Contactée par Terriennes, une internaute trans lie ce problème à une méconnaissance de la transidentité et à l’idée malsaine d’une anormalité des personnes trans.

Selon une estimation publiée dans l'ouvrage commun de Karine Espineira et Arnaud Alessandrin Sociologie de la transphobie (édité par Maison des Sciences de l'Homme d'Aquitaine en 2015)pas moins de 85 % des personnes transgenres seront agressées au cours de leur vie.
 

Un début de prise de conscience et après ?
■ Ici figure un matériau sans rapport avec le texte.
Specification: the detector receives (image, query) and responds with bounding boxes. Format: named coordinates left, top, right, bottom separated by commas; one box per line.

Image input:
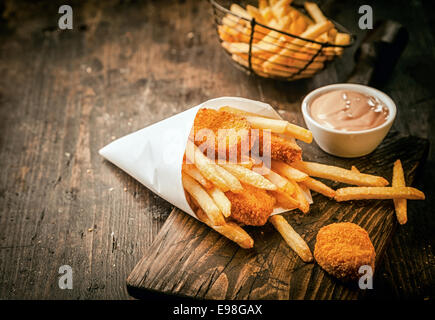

Au delà d'une libération de la voix trans, ce MeToo pourrait enfin permettre d'ouvrir la voie vers plus d'écoute de la part d'une société considérant la transphobie comme un (épi)phénomène, dont on ne connaît pas, ou dont on préfère taire, la réelle étendue. Difficile de traiter un problème que l'on ne veut pas voir parce que la majorité le juge difficilement identifiable. Comment cette parole permettra-t-elle une réelle prise de conscience, suivie par de réels engagements pour lutter contre les discriminations et agressions transphobes ? L'urgence est sans doute dans la convergence des luttes contre les violences sexuelles, quelles qu'en soient les victimes. Elle sera au centre de la Journée internationale pour l'élimination de la violence à l'égard des femmes du 25 novembre.